“Come in, Mr. Brand,” he always addressed me by prefixing “Mr.” to my Christian name. “Come in,” he called in his hearty voice. “We are just storming a castle.”

He lived on to the century’s end, with a sort of gusto in life that never failed, I think, until that day when he attended the funeral of the last of his old contemporaries, General John M. McClernand, that fierce old warrior who had quarreled with Grant and lived on in Springfield until he could fight no more with anyone. Senator Palmer came home from his funeral amused by the fact that McClernand had been buried in the full uniform of a major-general, which he had not worn, I suppose, since Vicksburg. When some member of Senator Palmer’s household asked him if he should like to be buried in his uniform, he shook his head against it, but added:

“It was all right for Mac; it was like him.”

But the end was in his thoughts; Oglesby was gone, and now McClernand as the last of the men with whom he had fought in the great crisis, and he went, pretty soon after that, himself. He had participated in two great revolutionary epochs of his nation, going through the one and penetrating though not so far into the second, a long span of life and experience.

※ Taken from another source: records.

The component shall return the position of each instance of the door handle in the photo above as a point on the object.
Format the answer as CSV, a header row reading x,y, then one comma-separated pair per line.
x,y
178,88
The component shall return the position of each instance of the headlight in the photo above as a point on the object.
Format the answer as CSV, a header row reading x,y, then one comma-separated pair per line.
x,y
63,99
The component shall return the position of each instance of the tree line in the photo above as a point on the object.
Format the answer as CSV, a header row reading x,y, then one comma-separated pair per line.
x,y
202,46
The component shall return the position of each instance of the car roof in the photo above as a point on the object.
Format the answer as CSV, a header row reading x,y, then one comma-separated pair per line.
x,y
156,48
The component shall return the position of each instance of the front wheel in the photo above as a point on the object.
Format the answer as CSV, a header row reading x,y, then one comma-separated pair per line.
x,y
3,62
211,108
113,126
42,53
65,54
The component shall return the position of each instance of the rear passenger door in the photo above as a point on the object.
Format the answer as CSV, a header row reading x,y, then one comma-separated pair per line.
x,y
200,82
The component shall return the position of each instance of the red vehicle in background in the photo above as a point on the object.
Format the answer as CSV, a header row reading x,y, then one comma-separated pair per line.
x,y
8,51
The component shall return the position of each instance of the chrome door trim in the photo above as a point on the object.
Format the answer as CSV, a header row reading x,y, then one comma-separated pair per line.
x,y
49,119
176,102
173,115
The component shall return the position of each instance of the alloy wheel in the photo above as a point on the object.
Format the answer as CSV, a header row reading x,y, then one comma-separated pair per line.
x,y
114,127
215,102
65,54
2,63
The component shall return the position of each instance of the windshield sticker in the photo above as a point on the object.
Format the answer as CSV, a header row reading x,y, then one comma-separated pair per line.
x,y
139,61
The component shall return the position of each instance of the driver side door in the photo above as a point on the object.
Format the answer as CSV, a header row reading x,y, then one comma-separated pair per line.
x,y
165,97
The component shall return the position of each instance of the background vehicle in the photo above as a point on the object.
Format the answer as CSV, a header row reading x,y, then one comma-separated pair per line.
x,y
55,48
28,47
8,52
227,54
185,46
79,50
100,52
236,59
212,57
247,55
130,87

It was perhaps natural that he should not have divined the implications of the second phase as clearly as he did those of the first; and though he had helped to inaugurate the new movement, the latest urge toward democracy in this land, he could not go so far. He was young in ’56 and old in ’96, and as we grow old we grow conservative, whether we would or not, and much, I suppose, in the same way.

XII

Senator Palmer’s victory in 1891, however, had raised the hopes of the Illinois Democracy for 1892, and it was early in that year that I came to know one of the most daring pioneers of the neo-democratic movement in America, and the most courageous spirit of our times.

It was on a cold raw morning that I met Joseph P. Mahony, then a Democratic member of the State Senate, who said:

“Come with me and I’ll introduce you to the next governor of Illinois.”

It was the time of year when one was meeting the next governor of Illinois in most of the hotel corridors, or men who were trying to look like potential governors of Illinois, so that such a remark was not to be taken too literally; but I went, and after ascending to an upper floor of a narrow little building in Adams Street, we entered a suite of law offices, and there in a very much crowded, a very much littered and a rather dingy little private room, at an odd little walnut desk, sat John P. Altgeld.